По стенам всех залов — монтаж из фотографий, сделанных на разных предприятиях: молодые женщины за длинным рабочим столом, все с утюгами и полотнищами ткани в руках. Изображения женщин были окружены графиками, показывавшими, как неуклонно растут темпы производства на пошивочных предприятиях гетто. Столбцы графиков подскакивали, на первый план выходили фотографии — столы, столы, женщины, склонившиеся над утюгами и зингеровскими машинками в бесконечной перспективе вечности:
Trikotagenabteilung — Militärsektor: 42 880 Stück.
Zivilsektor: 71 028 Stück.
Korsett- und Büstenhalterfabrik: 34 057 Stück.[20]
Три года рабства, три года подчинения власти оккупантов, у которых была только одна цель — уничтожить гетто. Этот юбилей безусловно стоило отпраздновать.

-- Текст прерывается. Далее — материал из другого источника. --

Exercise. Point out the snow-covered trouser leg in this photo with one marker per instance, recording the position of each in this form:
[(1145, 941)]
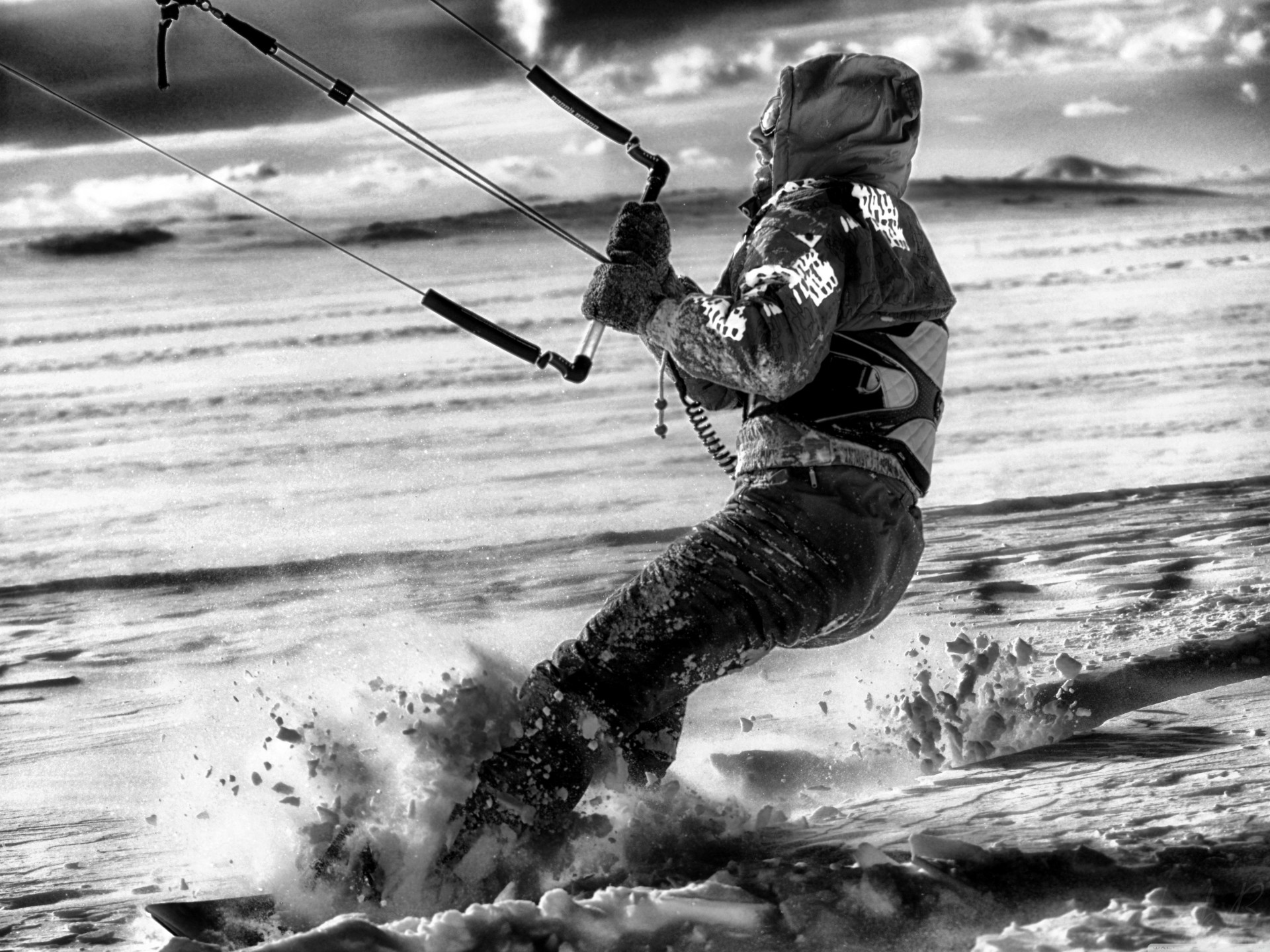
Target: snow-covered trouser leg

Программа выставки делилась на две части. Первая, официальная часть состояла из «речей руководителей разных отделов», после чего имело место посещение выставочных залов. Далее мероприятие переносилось в Дом культуры, где программа состояла из: 1) музыкального экспромта; 2) речи презеса и награждения медалями; 3) банкета с праздничным меню, составленным специально по этому случаю фрау Еленой Румковской. Банкет и представление в Доме культуры относились к неофициальной части программы. Приготовления заняли несколько недель. Поскольку банкет был задуман как смешанное мероприятие, то есть не исключалось, что могут заглянуть высокопоставленные лица из немецкой администрации или сил порядка, ничто нельзя было оставить на волю случая.

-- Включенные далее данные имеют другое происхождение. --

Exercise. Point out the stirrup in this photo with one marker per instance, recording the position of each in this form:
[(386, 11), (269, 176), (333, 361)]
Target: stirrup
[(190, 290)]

Подобно Kinderhospital'ю председателя и остальным больницам гетто, Дом культуры подвергся тотальной санации. Декорации, оставшиеся после «Гетто-ревю» Пулавера, порвали и сожгли, а вместо них повесили флаги — по одному в честь каждого ведомства. За флагами, на стене, теперь висел большой портрет председателя. Это было растиражированное изображение, на котором улыбающийся Румковский с охапкой цветов встречается со счастливыми упитанными детишками. Фойе украшали гирлянды и цветочные композиции, сделанные из выданных Altmaterialressort’ом обрывков ткани и остатков бумаги; все это великолепие венчал еще один транспарант, написанный на куске ткани:
UNSER EINZIGER WEG…
Холодный день, с сильным резким ветром. Серое, как цемент, небо, порывы ветра несут снеговые тучи над гребнями крыш. Ниже сетки трамвайных путей на Лагевницкой тянется длинный ряд dróshkes, капюшоны которых открываются и закрываются под порывами ветра как пасть.

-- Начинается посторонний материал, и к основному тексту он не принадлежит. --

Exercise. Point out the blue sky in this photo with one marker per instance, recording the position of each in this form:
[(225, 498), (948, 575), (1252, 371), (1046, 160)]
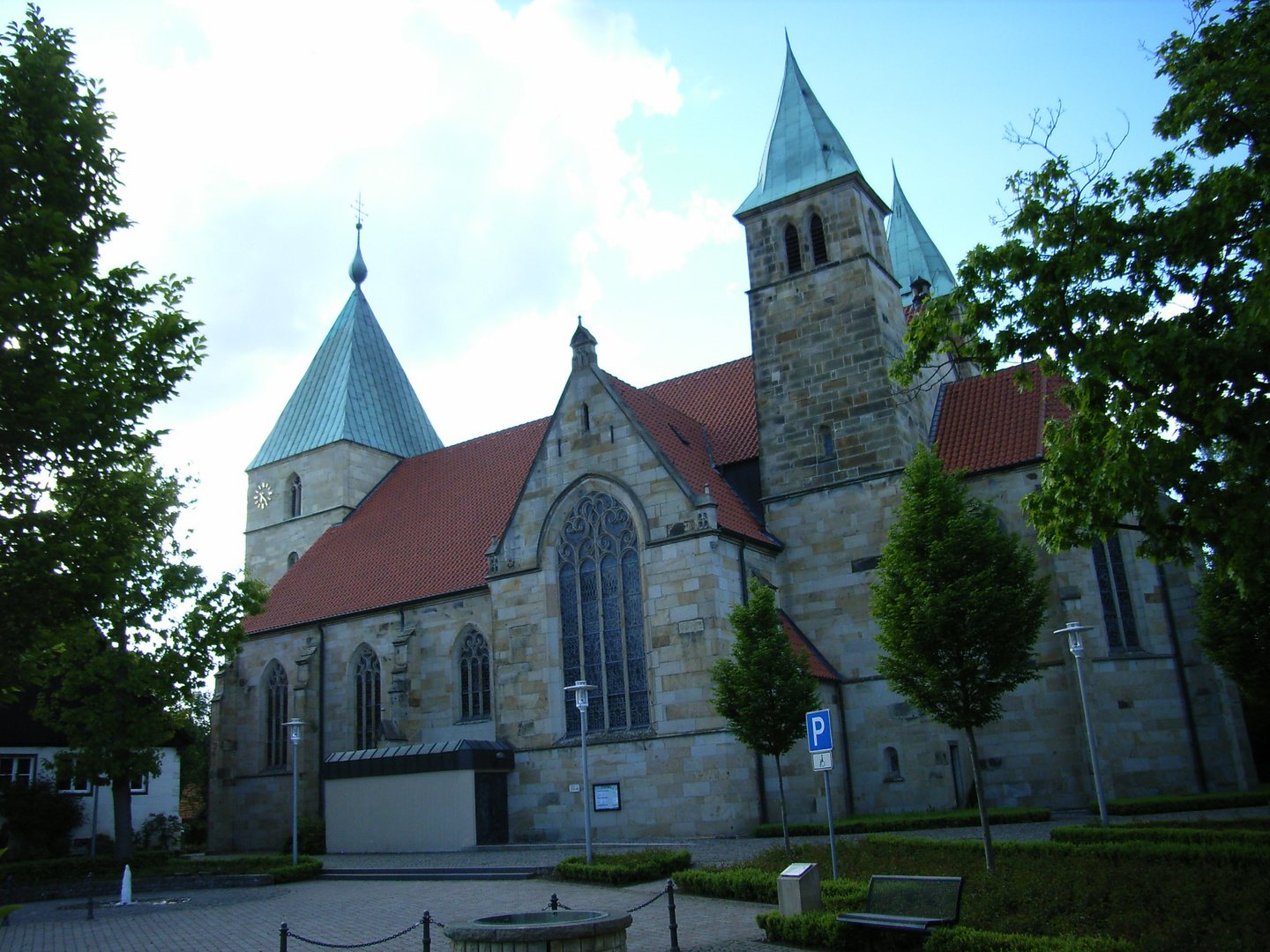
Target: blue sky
[(522, 164)]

Это приехали руководители: начальники отделов, управленцы, шишки из администрации, интенданты. Следом — представители того неопределенного класса, который в «Энциклопедии гетто» проходит под названием «инженеры»: начальники мастерских, старшие мастера, инспекторы. Придерживая одной рукой шляпу, другой прихватив полы пальто, чтобы их не раздувало ветром, они бурным потоком вливаются в переделанный, ныне очищенный от всякой культурной лакировки Дом культуры, и под флажками и гирляндами их встречают значительные, возвысившиеся благодаря обстоятельствам сановники вроде Арона Якубовича и Давида Варшавского — людей, понявших, что лучший способ соответствовать требованиям момента — не ввязываться в борьбу за власть (победить в которой у них нет никаких шансов), а вести себя так, словно гетто — самый обычный промышленный район, где можно заниматься торговлей и делать что угодно, лишь бы заказчик был доволен. Среди этих истинных архитекторов выставки — и шеф полиции Давид Гертлер, одетый в штатское, но с большой буквой «W» (означающей «Wirtschaftspolizei») на нарукавной повязке, что показывает, кто здесь герой дня.